Banyak sekali dijual Bahan Kain untuk dipakai terbuat dari bahan kapas/benang kapas, dari kulit binatang, kulit kayu, yang dibuat jadi pakaian, tas dan lembaran untuk tulisan aksara Batak Angkola dan aksara Pallawa di kulit binatang, di kulit kayu, di tulang binatang dan di kayu dari kayu pohon tertentu (yang disebut Porhalaan/ Naskah Kuno). Tenunan kain sarung, ulos juga sangat banyak di bawa dijual kesana untuk dipakai sebagai kain baju oleh bangsawan-bangsawan Kerajaan Sriwijaya dan orang-orang yang berada dalam lingkungan Kerajaan Sriwijaya (Yang akhirnya lama kelamaan saduran ulosnya menjadi SONGKET Palembang dan SONGKET Melayu/ Tenunan Melayu, dan sarungnya juga saduran dari sarung buatan Kerajaan Panai). Sementara Ulos Raja Angkola tidak dijual karena itu hanya khusus di tenun dipakai untuk upacara kerajaan serta upacara adat budaya Batak Angkola saja ataupun ulos Raja Angkola dipakai untuk menyambut tamu dan terkadang dihadiahkan kepada tamu Raja ataupun Raja dari Kerajaan lain. Makanya Kain Sarung dan Ulos Raja Angkola itu sangat mahal harganya karena terbuat khusus dari benang halus yang asalnya dari India, Cina, Rusia/ Eropa Timur, Maroko, Persia (Turki sekarang) ada juga berasal dari benang lokal dibuat sendiri oleh Kerajaan Panai dari kapas pilihan yang sangat bagus, dibuat warna putih, merah, hitam, kuning, coklat dan biru. Bahkan ada Ulos Angkola yang terbuat dari benang warna emas, benang warna perak (yang khusus untuk buat kain sarung, ulos Raja dan kain gendongan anak Raja ataupun Bangsawan). Begitu juga benang sutera emas yang warnanya emas bahkan ada dari benang sutera diberi warna perak, putih, merah ,kuning, hitam, coklat, dan biru yang dibeli dari pasar perdagangan di Kerajaan Sriwijaya untuk membuat Kain Sarung/ Kain Pakaian dan Ulos Angkola. Barang-barang yang disebut dan dijelaskan diatas yang banyak diperjualkan oleh Bangsawan/ Pedagang/ Pegawai suruhan Raja untuk berdagang ke Kerajaan Sriwijaya.

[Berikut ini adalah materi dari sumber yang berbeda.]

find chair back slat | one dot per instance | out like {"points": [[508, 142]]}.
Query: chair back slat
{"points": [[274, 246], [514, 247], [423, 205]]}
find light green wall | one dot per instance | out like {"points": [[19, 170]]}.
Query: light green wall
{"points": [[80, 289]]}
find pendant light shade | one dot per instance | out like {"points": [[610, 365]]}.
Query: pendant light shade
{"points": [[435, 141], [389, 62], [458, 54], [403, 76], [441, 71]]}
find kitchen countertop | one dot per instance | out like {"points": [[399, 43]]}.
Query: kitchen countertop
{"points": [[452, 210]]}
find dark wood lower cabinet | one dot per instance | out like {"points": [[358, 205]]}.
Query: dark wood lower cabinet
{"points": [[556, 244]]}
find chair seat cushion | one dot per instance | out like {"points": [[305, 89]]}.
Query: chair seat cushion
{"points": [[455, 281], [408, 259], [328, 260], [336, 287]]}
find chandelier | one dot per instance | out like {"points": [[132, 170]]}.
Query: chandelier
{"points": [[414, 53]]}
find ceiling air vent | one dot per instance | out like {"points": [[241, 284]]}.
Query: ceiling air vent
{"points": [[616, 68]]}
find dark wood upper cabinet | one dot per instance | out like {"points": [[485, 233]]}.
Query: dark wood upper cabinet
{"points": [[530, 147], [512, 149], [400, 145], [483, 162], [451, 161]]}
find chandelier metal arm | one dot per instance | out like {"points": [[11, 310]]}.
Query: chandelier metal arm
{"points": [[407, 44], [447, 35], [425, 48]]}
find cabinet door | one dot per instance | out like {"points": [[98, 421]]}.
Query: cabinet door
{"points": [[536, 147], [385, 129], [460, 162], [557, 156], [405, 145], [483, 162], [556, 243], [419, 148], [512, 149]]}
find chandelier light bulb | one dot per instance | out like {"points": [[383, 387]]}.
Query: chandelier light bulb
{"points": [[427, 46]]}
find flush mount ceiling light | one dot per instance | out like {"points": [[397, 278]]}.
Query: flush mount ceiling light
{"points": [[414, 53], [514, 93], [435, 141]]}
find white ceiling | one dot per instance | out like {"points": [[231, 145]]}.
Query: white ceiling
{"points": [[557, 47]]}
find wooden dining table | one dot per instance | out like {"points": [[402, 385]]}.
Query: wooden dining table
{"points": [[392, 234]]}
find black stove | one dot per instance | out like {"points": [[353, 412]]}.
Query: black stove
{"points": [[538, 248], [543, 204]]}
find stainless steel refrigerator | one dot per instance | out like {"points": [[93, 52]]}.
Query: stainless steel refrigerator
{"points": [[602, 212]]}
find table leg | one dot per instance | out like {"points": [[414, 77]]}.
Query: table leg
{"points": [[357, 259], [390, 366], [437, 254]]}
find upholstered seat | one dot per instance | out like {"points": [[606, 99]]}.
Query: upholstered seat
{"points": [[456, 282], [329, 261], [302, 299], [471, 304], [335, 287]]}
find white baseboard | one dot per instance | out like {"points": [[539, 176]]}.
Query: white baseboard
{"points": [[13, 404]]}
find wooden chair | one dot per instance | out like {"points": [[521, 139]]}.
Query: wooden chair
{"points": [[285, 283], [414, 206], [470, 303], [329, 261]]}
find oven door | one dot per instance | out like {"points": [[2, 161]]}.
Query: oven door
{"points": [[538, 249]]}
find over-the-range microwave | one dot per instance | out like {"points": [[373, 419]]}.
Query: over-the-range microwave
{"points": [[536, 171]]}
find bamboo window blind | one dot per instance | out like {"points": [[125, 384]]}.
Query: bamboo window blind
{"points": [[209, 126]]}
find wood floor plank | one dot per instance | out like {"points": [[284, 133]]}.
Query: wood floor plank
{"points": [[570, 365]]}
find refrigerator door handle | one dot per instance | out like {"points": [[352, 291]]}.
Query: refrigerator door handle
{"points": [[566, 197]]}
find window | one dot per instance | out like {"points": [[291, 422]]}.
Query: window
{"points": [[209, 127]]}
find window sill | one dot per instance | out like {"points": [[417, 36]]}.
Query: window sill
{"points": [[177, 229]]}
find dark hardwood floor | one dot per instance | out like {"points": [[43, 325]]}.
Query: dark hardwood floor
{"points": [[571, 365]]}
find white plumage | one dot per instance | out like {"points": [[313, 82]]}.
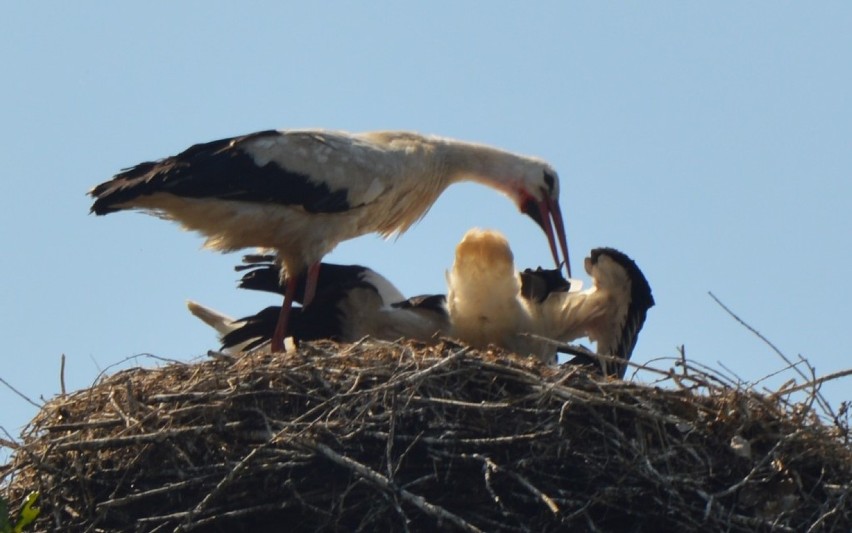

Sementara Pasar Perdagangan Kerajaan Sriwijaya lebih banyak menjual kain-kain, benang, bahan makanan pokok, Alat-alat dapur dari tanah liat, Keramik, daun-daun yang dari tumbuhan di hutan untuk obat tradisional untuk bahan kecantikan, dan perhiasan manik-manik, batu mulia, logam mulia, perhiasan rumah dari keramik, alat-alat dapur dari keramik, sebahagian rempah-rempah di wilayah Kerajaan Sriwijaya diperoleh diseputaran wilayah kekuasaan Kerajaan Sriwijaya (yang disebut sekarang wilayah Kerinci dan Jambi, Lahat, Palembang, Bengkulu, Lampung). Begitulah cerita kakek dan bapak Marjalang Hasibuan kepada keluarganya yang didengar oleh Marjalang Hasibuan sehingga lama-kelamaan ia ingin berminat kesana untuk melihat perdagangan dan wilayah Kerajaan Sriwijaya. Tapi dia tidak diperbolehkan ikut karena dia masih kecil.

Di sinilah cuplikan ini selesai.